Nairobi, 7 September 2010 - Kenya is set to become the first East African nation to develop regulations on the management of electronic waste (e-waste), following a national conference held at the United Nations Environment Programme (UNEP) in Nairobi. The aim is to minimize the impacts of the unsafe disposal of electronic products on public health and the environment.

Delegates from Kenya's Environment Ministry, the country's National Environment Management Authority (NEMA), software giant Microsoft, UNEP and the telecommunications industry came together , Tuesday, to chart a common way forward in dealing with e-waste management in line with the Basel Convention and other international frameworks.

The need to identify and map the environmental impact of e-waste on Kenya was identified as a national priority.

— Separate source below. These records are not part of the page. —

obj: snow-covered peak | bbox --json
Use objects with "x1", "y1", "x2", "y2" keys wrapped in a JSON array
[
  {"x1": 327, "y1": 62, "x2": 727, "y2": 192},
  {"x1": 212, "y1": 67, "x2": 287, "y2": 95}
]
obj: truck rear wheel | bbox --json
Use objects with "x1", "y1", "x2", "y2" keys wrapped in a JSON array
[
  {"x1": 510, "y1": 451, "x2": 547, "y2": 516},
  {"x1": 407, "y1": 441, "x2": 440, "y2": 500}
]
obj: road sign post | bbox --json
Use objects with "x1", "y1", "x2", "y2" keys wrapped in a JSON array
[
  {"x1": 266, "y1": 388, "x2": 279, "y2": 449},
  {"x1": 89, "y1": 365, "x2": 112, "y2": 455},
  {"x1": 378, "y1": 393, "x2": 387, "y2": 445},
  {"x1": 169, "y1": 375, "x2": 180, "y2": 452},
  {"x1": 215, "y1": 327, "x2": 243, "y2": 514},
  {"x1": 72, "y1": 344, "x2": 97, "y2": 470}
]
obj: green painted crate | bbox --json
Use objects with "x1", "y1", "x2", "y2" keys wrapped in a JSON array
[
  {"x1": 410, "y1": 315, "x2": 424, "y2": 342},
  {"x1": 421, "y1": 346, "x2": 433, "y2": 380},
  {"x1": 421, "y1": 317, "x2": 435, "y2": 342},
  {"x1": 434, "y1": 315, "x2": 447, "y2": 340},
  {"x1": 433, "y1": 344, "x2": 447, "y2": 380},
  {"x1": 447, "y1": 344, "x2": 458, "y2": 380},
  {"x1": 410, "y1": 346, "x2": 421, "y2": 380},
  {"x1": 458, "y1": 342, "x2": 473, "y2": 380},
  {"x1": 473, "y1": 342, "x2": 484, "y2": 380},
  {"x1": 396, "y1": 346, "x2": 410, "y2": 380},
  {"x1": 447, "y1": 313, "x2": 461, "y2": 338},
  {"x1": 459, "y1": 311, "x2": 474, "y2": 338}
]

Experts also discussed the capacity constraints hindering the disposal of e-waste as well as the collection system and recycling infrastructure.

E-waste consists of old electronic items such as computers, printers, mobile phones, refrigerators and televisions. Increasing demand for electronic goods in Kenya and in the developing world means that levels of e-waste are growing fast. As a result, the hazardous substances such as heavy metals contained in most of these discarded products are posing a serious risk to the environment and to human health.

But e-waste also presents an economic opportunity through the recycling and refurbishing of discarded electronic goods and the harvesting of the precious metals they contain.

A recent baseline study conducted by the Kenyan Information Communications and Technology Network, showed that Kenya generates 3,000 tons of electronic waste per year. The study predicts that the quantity is expected to rise as demand for electronic goods increases.

Internationally, China, India and Pakistan receive much of the world's e-waste. Worldwide, e-waste generation is growing by about 40 million tons a year.